Absa Bank also maintains an online portal where SMEs may display their products and services and find a wealth of business-related information. So far, over 20,000 small and medium-sized South African companies have registered at the portal which, crucially, also provides up-to-date specifics on contracts open to bidding and other business opportunities.
Throwing its not inconsiderable corporate weight behind a broader push to support and empower SMEs, Absa Bank has developed a framework of enterprise development policies that may come to serve as a blueprint for similar initiatives by the Barclay Africa Group elsewhere on the continent. Mr Ross explains: “Our model of business segmentation has proved quite successful and the idea is to extend it to other markets such as Kenya, Ghana, Botswana, and Zambia.”
The Absa Bank head of Business Banking is also leveraging the bank’s network of over 800 branches to keep in close proximity to clients and to roll out other initiatives. In the Tshwane Metropolitan Municipality (Pretoria and environs), Absa Bank is working with local authorities to develop and support micro businesses. With French development agency AFD (Agence Française de Développement) the bank has an agreement in place to install green energy supply systems for small businesses and farms.

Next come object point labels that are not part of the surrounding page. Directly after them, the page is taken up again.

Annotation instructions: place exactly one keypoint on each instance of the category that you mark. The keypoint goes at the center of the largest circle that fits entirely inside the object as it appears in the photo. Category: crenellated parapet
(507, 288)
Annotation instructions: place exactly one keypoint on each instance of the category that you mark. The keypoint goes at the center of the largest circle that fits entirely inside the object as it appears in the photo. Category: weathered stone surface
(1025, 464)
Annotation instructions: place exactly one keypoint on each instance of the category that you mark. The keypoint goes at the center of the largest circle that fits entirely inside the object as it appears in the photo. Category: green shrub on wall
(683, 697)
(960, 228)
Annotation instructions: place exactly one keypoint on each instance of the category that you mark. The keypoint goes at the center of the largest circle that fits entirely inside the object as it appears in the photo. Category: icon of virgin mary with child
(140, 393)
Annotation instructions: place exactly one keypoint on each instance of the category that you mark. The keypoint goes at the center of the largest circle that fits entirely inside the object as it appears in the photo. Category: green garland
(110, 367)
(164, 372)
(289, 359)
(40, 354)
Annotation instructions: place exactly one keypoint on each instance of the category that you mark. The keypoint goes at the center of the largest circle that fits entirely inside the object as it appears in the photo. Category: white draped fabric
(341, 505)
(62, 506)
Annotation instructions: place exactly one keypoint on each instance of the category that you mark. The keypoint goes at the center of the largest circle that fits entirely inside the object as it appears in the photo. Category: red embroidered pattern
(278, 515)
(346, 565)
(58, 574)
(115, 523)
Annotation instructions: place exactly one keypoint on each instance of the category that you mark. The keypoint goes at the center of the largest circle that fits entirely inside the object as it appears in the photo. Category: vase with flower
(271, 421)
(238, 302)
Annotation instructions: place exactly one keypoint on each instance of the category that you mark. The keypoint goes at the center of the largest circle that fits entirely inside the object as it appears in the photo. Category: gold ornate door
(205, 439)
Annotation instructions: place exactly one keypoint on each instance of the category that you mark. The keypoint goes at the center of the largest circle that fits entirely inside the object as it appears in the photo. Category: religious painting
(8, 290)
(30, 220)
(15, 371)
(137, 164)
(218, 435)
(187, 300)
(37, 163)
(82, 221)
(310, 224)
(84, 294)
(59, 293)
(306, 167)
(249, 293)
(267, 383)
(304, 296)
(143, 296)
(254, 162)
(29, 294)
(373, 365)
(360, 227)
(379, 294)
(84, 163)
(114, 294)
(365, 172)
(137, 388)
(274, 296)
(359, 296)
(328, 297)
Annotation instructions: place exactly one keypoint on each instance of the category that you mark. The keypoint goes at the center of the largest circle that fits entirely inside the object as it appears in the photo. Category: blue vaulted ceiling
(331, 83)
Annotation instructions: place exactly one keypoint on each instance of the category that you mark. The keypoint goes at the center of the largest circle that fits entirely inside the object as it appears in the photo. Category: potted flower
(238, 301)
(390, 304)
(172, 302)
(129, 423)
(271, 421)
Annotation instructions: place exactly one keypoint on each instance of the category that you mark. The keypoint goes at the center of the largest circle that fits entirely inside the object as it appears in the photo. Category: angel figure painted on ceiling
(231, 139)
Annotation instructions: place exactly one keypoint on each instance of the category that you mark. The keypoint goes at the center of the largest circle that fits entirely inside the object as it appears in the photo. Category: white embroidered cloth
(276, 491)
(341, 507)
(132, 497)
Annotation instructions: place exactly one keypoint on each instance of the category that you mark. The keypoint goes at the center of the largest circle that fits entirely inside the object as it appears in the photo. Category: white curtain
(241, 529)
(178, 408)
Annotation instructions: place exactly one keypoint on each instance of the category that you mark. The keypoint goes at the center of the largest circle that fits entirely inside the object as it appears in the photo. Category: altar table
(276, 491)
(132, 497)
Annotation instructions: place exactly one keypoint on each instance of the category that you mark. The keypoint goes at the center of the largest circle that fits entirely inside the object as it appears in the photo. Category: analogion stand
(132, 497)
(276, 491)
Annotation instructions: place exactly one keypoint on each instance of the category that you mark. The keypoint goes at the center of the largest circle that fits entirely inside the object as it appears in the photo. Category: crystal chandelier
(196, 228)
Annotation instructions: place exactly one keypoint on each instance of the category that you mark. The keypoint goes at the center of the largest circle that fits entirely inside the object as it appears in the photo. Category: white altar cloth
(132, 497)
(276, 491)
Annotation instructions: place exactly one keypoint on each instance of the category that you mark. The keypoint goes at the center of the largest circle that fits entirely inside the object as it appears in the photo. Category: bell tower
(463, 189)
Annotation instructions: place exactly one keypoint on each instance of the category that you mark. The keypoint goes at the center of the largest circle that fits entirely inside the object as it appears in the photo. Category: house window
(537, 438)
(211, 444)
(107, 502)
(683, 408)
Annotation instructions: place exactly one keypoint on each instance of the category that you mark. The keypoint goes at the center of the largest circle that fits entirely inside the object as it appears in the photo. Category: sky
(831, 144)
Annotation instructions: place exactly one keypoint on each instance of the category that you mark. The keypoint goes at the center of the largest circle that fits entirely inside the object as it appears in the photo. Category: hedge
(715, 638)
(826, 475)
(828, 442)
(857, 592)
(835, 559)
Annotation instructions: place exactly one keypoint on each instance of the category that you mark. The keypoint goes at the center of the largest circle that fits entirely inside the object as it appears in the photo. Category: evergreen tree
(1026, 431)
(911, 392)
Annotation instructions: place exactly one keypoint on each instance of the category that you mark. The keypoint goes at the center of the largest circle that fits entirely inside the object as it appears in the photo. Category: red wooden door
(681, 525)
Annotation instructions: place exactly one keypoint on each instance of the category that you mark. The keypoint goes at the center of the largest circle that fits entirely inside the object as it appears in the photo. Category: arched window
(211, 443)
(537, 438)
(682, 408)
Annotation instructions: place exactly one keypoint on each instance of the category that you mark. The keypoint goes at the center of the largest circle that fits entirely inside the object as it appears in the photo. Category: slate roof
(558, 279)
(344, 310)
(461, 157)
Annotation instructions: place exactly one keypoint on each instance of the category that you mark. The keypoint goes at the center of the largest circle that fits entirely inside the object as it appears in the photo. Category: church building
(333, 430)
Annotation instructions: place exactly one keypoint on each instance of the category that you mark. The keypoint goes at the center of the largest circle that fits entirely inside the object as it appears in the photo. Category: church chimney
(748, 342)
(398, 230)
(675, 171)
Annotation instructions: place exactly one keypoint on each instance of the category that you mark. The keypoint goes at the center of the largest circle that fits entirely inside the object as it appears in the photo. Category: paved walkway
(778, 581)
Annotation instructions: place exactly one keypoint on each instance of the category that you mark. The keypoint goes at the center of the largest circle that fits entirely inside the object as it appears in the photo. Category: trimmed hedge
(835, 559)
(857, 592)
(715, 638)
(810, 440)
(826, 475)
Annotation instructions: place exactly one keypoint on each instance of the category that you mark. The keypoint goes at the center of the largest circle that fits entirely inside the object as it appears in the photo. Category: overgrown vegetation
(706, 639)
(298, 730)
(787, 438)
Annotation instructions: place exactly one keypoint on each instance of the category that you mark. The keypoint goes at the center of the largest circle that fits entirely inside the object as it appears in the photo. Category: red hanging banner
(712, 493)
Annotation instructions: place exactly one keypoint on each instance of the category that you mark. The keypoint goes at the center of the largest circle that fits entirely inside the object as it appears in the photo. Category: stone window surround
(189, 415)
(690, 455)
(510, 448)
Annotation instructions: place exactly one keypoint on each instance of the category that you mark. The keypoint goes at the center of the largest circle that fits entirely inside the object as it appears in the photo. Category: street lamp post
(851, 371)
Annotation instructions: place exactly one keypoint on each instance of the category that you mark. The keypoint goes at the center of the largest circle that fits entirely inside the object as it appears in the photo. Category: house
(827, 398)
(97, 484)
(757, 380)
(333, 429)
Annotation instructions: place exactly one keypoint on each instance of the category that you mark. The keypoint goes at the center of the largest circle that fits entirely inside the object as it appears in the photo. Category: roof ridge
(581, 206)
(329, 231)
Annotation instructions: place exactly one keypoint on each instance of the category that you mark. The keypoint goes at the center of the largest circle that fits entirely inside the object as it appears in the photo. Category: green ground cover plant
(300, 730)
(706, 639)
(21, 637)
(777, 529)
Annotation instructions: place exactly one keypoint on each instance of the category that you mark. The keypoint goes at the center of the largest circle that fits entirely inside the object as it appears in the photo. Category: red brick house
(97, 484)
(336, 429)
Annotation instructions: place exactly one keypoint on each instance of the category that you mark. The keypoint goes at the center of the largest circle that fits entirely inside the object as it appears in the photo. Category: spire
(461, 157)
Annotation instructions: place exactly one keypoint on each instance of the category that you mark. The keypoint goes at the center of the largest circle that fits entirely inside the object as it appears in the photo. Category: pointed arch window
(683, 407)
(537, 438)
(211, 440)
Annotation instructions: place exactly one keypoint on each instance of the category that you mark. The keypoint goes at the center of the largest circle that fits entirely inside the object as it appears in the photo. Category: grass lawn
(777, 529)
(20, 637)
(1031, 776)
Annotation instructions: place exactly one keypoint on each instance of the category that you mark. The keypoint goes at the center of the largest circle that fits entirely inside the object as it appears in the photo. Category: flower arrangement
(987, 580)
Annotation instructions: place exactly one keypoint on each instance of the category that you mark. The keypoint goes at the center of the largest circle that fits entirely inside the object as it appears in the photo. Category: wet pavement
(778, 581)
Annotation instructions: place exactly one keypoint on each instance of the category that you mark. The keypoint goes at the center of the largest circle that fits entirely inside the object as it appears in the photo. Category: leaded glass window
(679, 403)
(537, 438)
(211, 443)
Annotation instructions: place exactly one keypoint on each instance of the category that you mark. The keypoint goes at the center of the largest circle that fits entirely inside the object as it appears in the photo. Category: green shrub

“Recognised as key drivers of the economy, SMEs and agriculture sit high on the government agenda. In fact, a special Department of Small Business Development has now been created to coordinate efforts aimed at furthering entrepreneurship in the country. This shows the strong support the sector is awarded by the government. For a long time, Absa Bank has been one of the lead advocates of SMEs and agriculture. We already have a number of programmes in place to support small and emerging farmers. Partnering with the government, to help it attain the goals set, fits really well with Absa Bank’s own priorities and business model.”